Historic house in Ohio, United States

West View is a historic residence in Zanesville, Ohio, United States. Built in 1890, it was one of the first houses to be built in its neighborhood.

Richard Bonifield was a leading Zanesville physician, establishing his practice in the city in 1867. By the late 1880s, he had become sufficiently prosperous to build a house in an undeveloped area of the city. When the house was finished, it was among the first buildings along its section of Sunkel Boulevard: the land was only platted in 1913, and most development in the area occurred during the late 1910s and the 1920s.

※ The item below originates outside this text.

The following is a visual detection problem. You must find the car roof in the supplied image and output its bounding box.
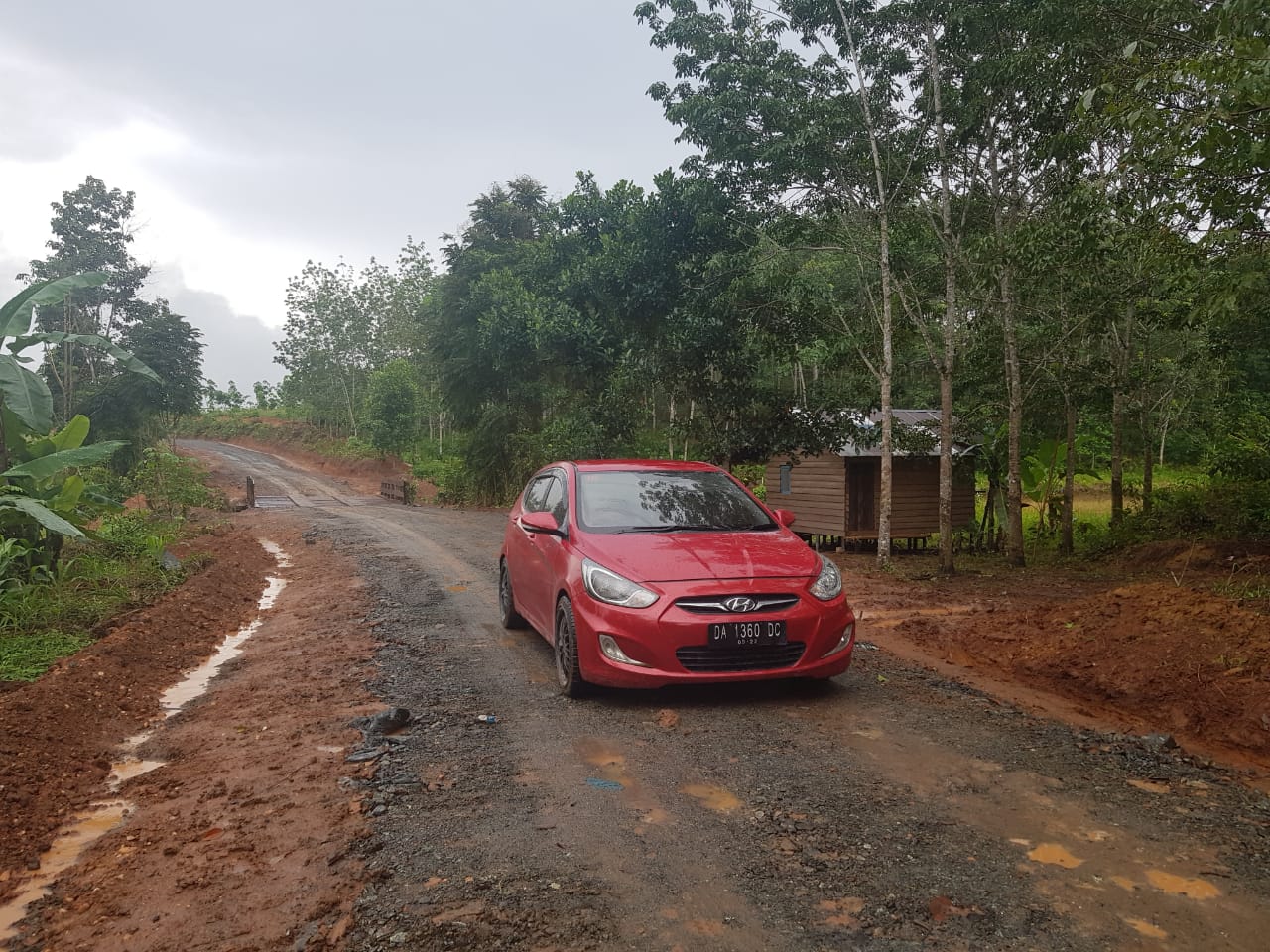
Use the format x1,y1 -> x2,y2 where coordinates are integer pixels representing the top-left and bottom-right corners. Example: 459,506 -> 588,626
572,459 -> 718,472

Bonifield's home features a stone foundation and a slate roof, and the walls are frame. The architecture is Queen Anne in style with many Eastlake features; the latter influences are found most clearly in the front porch, which features distinctive support columns and an ornately decorated frieze. The most significant aspect of the architecture is the house's two-story interior: aside from plumbing updates in the bathroom and kitchen, it has not been modified in more than a century. Among the leading pieces of the interior are the gold-colored oak wood panelling, which has never been painted, the artistic tiling, and the five original mantelpieces.

In 1982, West View was listed on the National Register of Historic Places, qualifying because of its historically significant architecture. It is one of two National Register-listed properties in the neighborhood, along with the Capt. James Boggs Tannehill House, which was also one of the few nearby buildings constructed before the neighborhood was platted.